Scienza e ecoattivismo: un rapporto inevitabile

 

da Laser: http://www.e-laser.org/new/news.asp?idNews=546

Esistono ancora frazioni estreme dell'ambientalismo? A cosa servono o a cosa sono servite le loro azioni? In Italia di questi argomenti se ne parla raramente. Non è così dove si produce ricerca, vale a dire in Paesi come Usa e Gran Bretagna, dove la presenza degli ecologisti radicali è così forte che anche gli ambienti più consolidati sono costretti a fare i conti con la loro presenza. In Inghilterra per esempio, grazie a un forte dibattito sull'uso degli animali da laboratorio, sono state introdotte leggi per la limitazione delle cavie, e sono stati incentivati metodi di sperimentazione alternativi. Si trattava di un argomento che ormai faceva parte del dibattito pubblico, e la necessità di frenare stragi inutili nei laboratori sembrava ormai un obbligo morale. Però ha avuto un effetto positivo, tanto che poi i principi della legge inglese sono stati presi in esame anche all'interno dell'Unione Europea.
La relazione tra movimenti di opinione e scienza è sempre stata difficile. I primi ritengono di aver diritto a esprimere il loro parere su un sapere perché poi le applicazioni avranno inevitabilmente  un impatto sul sociale, e non sempre è positivo. Anche il mondo degli scienziati però ritiene di aver un dirito: in quanto esperti, pensano di dover agire liberamente, come se non facessero parte della società che li ha prodotti, come se la scelta che porta a seguire alcune linee di ricerche che stanno effettuando, quelle e non altre, non dipendesse molto spesso da scelte che con la scienza hanno poco a che fare.
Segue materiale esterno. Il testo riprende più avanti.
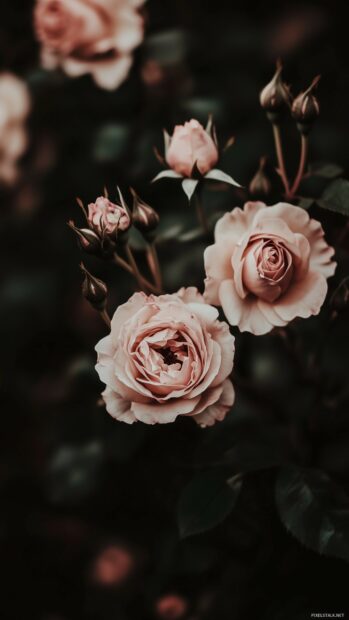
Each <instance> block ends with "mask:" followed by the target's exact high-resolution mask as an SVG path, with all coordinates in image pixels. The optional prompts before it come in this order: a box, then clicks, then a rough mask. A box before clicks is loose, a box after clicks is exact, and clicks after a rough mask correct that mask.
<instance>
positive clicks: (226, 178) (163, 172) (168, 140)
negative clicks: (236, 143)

Prova ne è che una buona parte della ricerca è finanziata dalle aziende e i risultati vengono istantaneamente posti sotto la tutela del brevetto.
Evidentemente però la necessità di un rapporto più stretto e di un confronto continui tra i due mondi, sta prendendo piede. Nel numero di Nature del 5 ottobre per esempio, è stato pubblicato un editoriale dedicato alle azoni distruttive che vengono di tanto in tanto messe in atto contro i laboratori di ricerca, richiamo di un ampio articolo, pubblicato sempre nello tesso numero, che fa il punto su quanto è stato compiuto dall'Earth liberation front americano. Quello che ne emerge non è una facile condanna, ma una presa in esame delle conseguenze a livello pubblico, e della necessità di tenerne conto per garantire un dialogo democratico.
L'articolo analizza i moventi degli eco attivisti. Li descrive come romantici, idealisti, egocentrici. Ma da risalto e spazio alle ragioni delle loro idee. Una cosa non da poco in un mondo in cui cancellare e far morire qualcosa è facilissimo: basta non darne mai risalto sulla stampa.Eart liberation front viene accusato di gratuità di alcune azioni, come i danneggiamenti a laboratori di ecologia terestre o biodiversità, che, nonostante le accuse, conservavano in realtà importanti data base. Ma vengono riportati i pensieri di William Rodgers, che prima del suicidio in prigione, in una lettera in cui parla della guerra che l'uomo sta facendo contro la natura, si schiera dalla parte dei leoni e dei pipistrelli, e definisce la sua morte come un "ritorno a casa", alla Terra, alle origini. O un passo del libro di Jeffrey Luers, solo mille copie vendute, che lancia un messaggio chiaro: "non stiamo finendo il nostro tempo. Lo abbiamo già finito".
Forse c'è un bisogno. La necessità di una parte critica che si contrappone all'estremismo della verità assoluta, della scienza al di sopra di tutto. Nell'editoriale le posizioni sono ancora più esplicite: gli ambinetalisti non vanno sottovalutati, neppure quando sono estremisti, neppure, agiungiamo in calce, quando quello che smebra un movimento con alte aspirazioni, rivela nel suo sito la sponsorizzazione di una pubblicità soft porno, che toglie fiato a idee forti e che sarebbe stato bello prendere in considerazione.
L'articolo parla chiaro fin dall'inizio: se non si ripetta il concetto che l'opinione di tutti e valida, compresa quella più oltranzista, la cultura, compresa quella scientifica, può finire in una bara. Le posizioni più forti hano comunque una validità. Anche peché hanno una corrispondenza precisa con un sentire più moderato condiviso da una larga fetta di popolazione, con la quale vanno fatti i conti. E la conclusione è ancora più interessante: gli scienziati dovrebbero cambiare atteggiamento e imparare a mostrare il proprio lavoro in modo più chiaro e comprensibile, accetando anche la parte critica, in modo da permetere una visione più chiara.